In our recent work, we have paired Catholic iconography with narratives surrounding queerness to explore the historically fraught relationship between queerness and religion. Regarding our recent focus on Catholicism, we have played with representing eschatological disasters such as floods and fires in our animations. In this way, we have used the visual element of our work to incorporate ideas of final judgement and Biblical punishment, which we have then developed to illustrate Catholic church’s conservative attitudes towards queer people. We are both interested in using case studies as examples of wider societal issues. In the past, this has led us to use our own private life events as material. Such an approach follows a genealogy of feminist praxis highlighting the political potency of personal experiences.

- As digital artists, what do you think of NFT artworks and the promise of a greater market transparency that has never existed in the traditional art world?  
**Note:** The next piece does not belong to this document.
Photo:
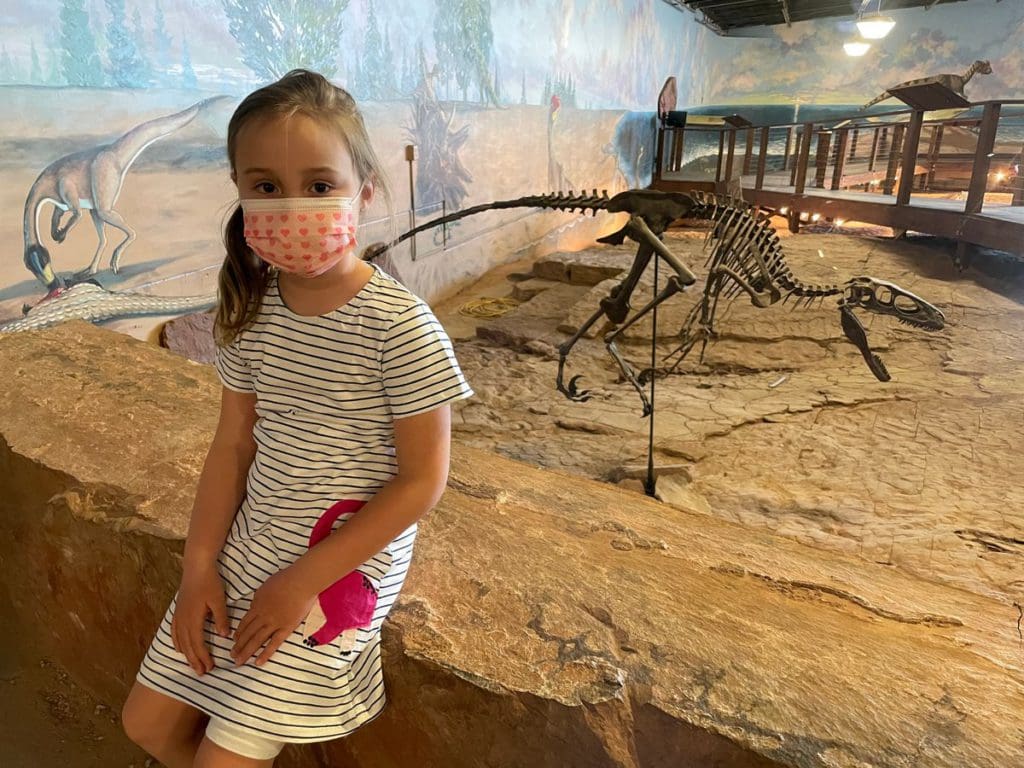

Neither of us agree ethically with the sale of NFTs for a number of reasons. Digital artworks sold through this network function primarily as a form of currency, with their concept and content subordinated to a secondary consideration. This precipitates the co-option of digital artwork into Capitalist markets, from which they have heretofore remained relatively safe. The process of minting editions of the work also creates artificial scarcity for digital objects: a concept which did not previously exist. In this way, cryptoart arguably reproduces many of the worst aspects of existing art markets. Compounding these issues, the environmental detriment associated with the sale of NFTs is enormous. For us, the only viable option is the total moral rejection of such practices.

- Your work is about empowerment- queer empowerment- female empowerment. Sometimes essential meanings and movements fall behind the curtain just because they stop trending at a given moment or are hijacked and co-opted by other forces resulting in a dilution of the message. How do you envisage yourselves and your art practice battling against such sinister elements?

Our joint practice primarily focuses on queer narratives, as a way of contributing to the rebalancing of the unequal representation of LGBTQI+ people within western culture. We don’t make work based on political trends on social media or other popular networks. Instead, we develop work following our independent research into queer and feminist politics. We hope that retaining the integrity of our research in this way will protect our practice from co-option.


- High culture and Low culture… In your opinion, what’s the line that demarcates the two?

Neither of us believe in the high/low dichotomy of cultural tastes. We feel that such demarcations are propagated by a distinct classism, which reaffirms the violent social and cultural hierarchies native to western capitalism. Considering this, the dissolution of such perceived boundaries is an important consideration of our work. In our own research, we draw on a heterogeneity of resources, ranging from pop cultural material to philosophy and cultural theory.